Sunday, June 13, 2004


Unforgettable summer of 1947

Beneath the scenic splendour of Gulmarg lies the history of the turbulence following Partition, writes Noel Lobo

Tourists enjoying the snow in Gulmarg
Tourists enjoying the snow in Gulmarg

The Army had to step in to help curb the revolt of tribesmen
The Army had to step in to help curb the revolt of tribesmen

PICTURES of Gulmarg covered in snow with visitors frolicking in it sent me to look up a description of it in high summer in Wilfrid’s Russell’s Indian Summer (published in Bombay in 1951). He was writing of the fateful months following August 1947. In view of recent developments of cordiality with Pakistan, it seems in order to give readers a glimpse of happenings at the time.

Gulmarg (he writes)—the meadow of roses—must always have been one of the most perfect retreats in the British Empire, but I doubt if it can over have been more peaceful than in the last summer of British rule. The weather was perfect and the troubles in the plains seemed to keep all but a handful of the oldest devotees away from its alpine solitude.
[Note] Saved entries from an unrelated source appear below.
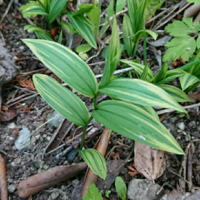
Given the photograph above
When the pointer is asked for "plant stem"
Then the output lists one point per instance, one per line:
(145, 49)
(95, 102)
(84, 132)
(83, 137)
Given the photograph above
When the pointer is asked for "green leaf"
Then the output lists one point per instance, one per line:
(56, 8)
(95, 161)
(183, 47)
(61, 99)
(182, 28)
(176, 93)
(93, 193)
(113, 56)
(127, 34)
(187, 80)
(83, 48)
(120, 188)
(137, 124)
(41, 34)
(33, 8)
(139, 68)
(140, 92)
(193, 1)
(65, 64)
(83, 27)
(198, 42)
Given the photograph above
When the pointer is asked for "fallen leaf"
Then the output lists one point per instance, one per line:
(116, 156)
(9, 115)
(148, 161)
(28, 83)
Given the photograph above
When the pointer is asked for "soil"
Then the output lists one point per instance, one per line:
(29, 110)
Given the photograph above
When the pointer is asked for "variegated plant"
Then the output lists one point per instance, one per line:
(129, 113)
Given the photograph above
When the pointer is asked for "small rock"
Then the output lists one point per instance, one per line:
(23, 140)
(21, 48)
(56, 119)
(181, 125)
(11, 125)
(72, 155)
(54, 195)
(11, 188)
(142, 189)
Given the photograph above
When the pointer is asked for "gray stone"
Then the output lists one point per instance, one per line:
(23, 140)
(142, 189)
(181, 125)
(55, 119)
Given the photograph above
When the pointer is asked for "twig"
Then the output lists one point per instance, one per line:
(171, 110)
(167, 20)
(12, 104)
(7, 10)
(3, 181)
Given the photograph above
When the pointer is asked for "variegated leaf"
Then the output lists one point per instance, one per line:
(139, 68)
(84, 28)
(136, 123)
(55, 9)
(187, 80)
(95, 161)
(61, 99)
(32, 9)
(176, 93)
(65, 64)
(140, 92)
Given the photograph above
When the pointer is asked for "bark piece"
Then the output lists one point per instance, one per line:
(48, 179)
(3, 182)
(148, 161)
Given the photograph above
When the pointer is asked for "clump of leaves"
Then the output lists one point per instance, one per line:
(183, 43)
(129, 113)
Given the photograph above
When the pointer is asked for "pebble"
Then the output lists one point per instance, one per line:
(55, 122)
(142, 189)
(23, 141)
(11, 125)
(11, 188)
(181, 125)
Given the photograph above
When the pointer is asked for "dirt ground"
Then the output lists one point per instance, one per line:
(27, 110)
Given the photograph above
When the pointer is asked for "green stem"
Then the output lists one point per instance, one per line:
(84, 132)
(95, 102)
(145, 49)
(83, 137)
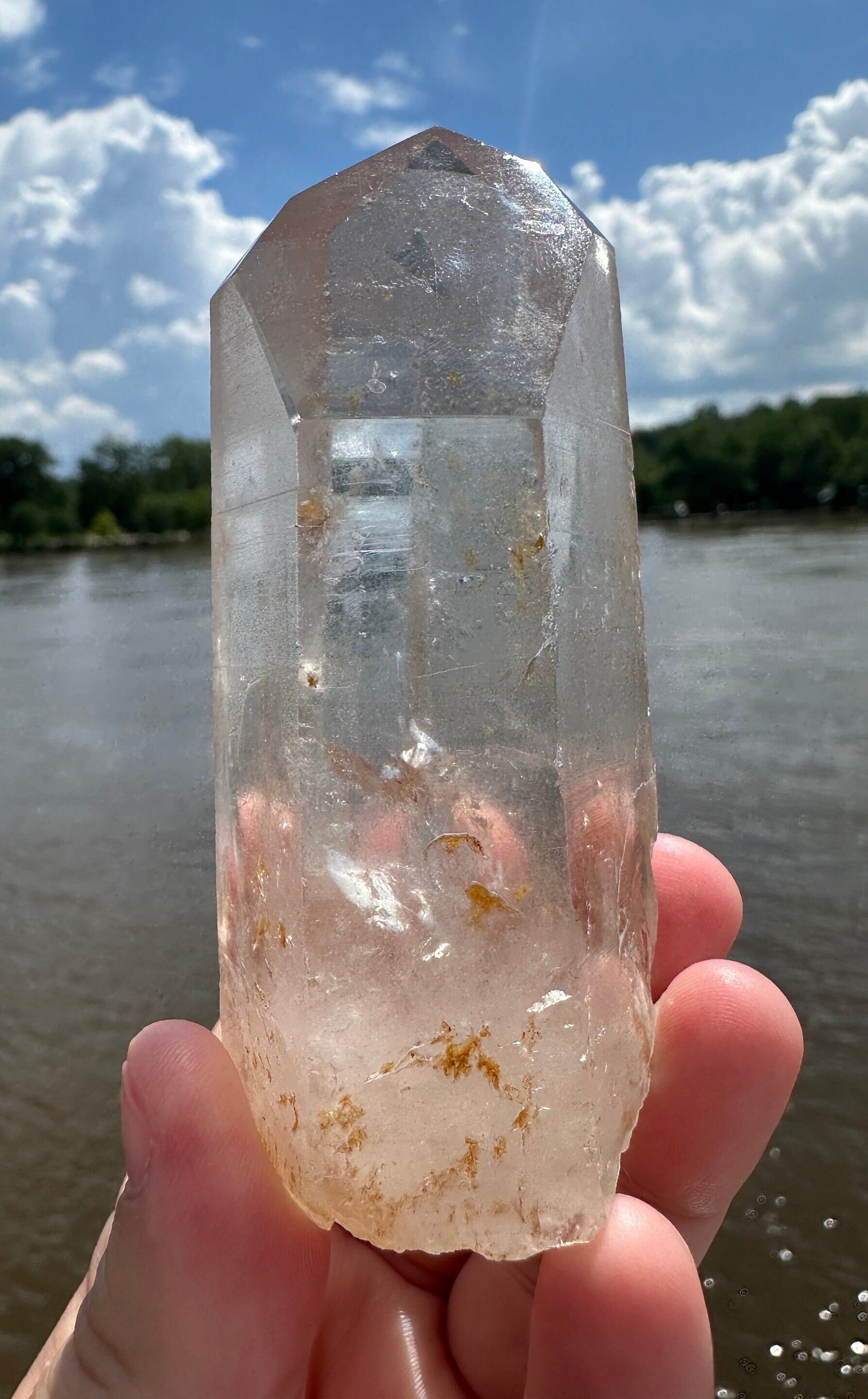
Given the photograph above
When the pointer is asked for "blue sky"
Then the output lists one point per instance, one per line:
(723, 149)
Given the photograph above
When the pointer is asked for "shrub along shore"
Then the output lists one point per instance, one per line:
(792, 458)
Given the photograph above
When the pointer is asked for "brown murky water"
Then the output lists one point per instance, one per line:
(760, 668)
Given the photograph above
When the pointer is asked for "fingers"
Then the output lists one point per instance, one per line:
(212, 1282)
(698, 908)
(622, 1317)
(727, 1053)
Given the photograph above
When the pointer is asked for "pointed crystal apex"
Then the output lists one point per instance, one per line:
(457, 262)
(436, 156)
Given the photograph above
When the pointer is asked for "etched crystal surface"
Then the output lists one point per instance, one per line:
(435, 792)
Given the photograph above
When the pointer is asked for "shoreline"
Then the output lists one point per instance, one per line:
(710, 520)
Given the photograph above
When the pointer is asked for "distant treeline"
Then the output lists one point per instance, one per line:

Nestling snugly on its upland shelf beneath the thirteen thousand foot range of Apherwat, this village of chalets and gardens, with its single hotel and club, its two lovely golf courses and the English church was a dreamland mixture of a Swiss hamlet, an English golf resort and an Indian cantonment...set in the Himalayas.

Joining his wife and her mother, Amy Sawhny, in her chalet which she had for 30 years, he soon learnt that the outward vision of paradise was somewhat deceptive.

A young Indian colonel, whose regiment at Partition had been out on the NWFP on the border of Afghanistan and was now awaiting his transfer, told him about his dangerous journey from there to Gulmarg. He and his armed escort had to drive in a jeep the 200 miles through Muslim tribal areas. There had been hostile mobs of tribesmen all along the route, and woe betide any Sikh or Hindu passing through. Enough said.

He learnt about the background to what became the struggle for Kashmir from the last British resident who ceased to be that on August 15, 1947: Wilfrid Webb. While going round the golfcourse, Webb told him about the revolt against the maharaja in the 1930s of the tribe of Poonchis that had only been quelled by the arrival of British troops. These mountain people, like others of that ilk the world over, had never liked their ruler; and they had never been subjugated living as they did in such an inaccessible region. He was also told that the maharaja was about to launch his troops against them and also the Muslims in the Jammu area.

From a retired British colonel he learnt that the Poonchis were in great strength in the ranks of the new Pakistan army; about 15,000 of them.

It is no wonder that Wilfrid Webb was worried as the days went by at the failure of the maharaja to declare which country he intended to join. ‘He stayed inside his palace, a craven figure surrounded by his priests and courtiers. Kak, his strong prime minister, who had apparently urged him to join Pakistan and introduce reforms had been dismissed and replaced by a creature of the palace. Administration was gradually coming to a standstill...’ Kak and his English wife, assuming Muslim names, tried to escape on the last civil aircraft leaving Srinagar. As it began to taxi to the runway, a car dashed up ‘to the strip in a cloud of dust and a man signalled the pilot violently back to the control.’ The Kaks were off-loaded.

General Paddy Wilson told the author that he had rumours that the maharaja was negotiating with India ‘under the tribesmen,’ both from Kashmir and from the NWFP, would descend on the valley at the first sign of accession to India using it as an excuse for loot and destruction.

Sure enough this is what happened. Barmulla was sacked and the nuns and an English family sheltering in the convent were murdered. This was the signal for Maharaja Hari Singh to ask Nehru for help. The rest of what happened is history. Will there be a happy ending?

To end on a personal note from Wilfrid Russell’s book. When he learned that his wife’s family— they were from Lahore—had lost their Gulmarg chalet, looted like the others, and ‘that the communion plate had been taken from the little Anglican church there, I began to feel that Pakistan had been criminally slack, to put it mildly, in allowing these wild men to get so terribly out of hand.

Russell had served in the air force in India during the war, and had known my wife’s father. In fact, he read out the citation at the presentation of his second DFC in 1945. In a book that he had given the intrepid Indian pilot, Wing Commander K.K. Majumdar, he had written on the flyleaf: ‘May the glory of the Indian Air Force never be dimmed.’ Russell worked for Killick Nixon in Bombay before finally leaving India for his country.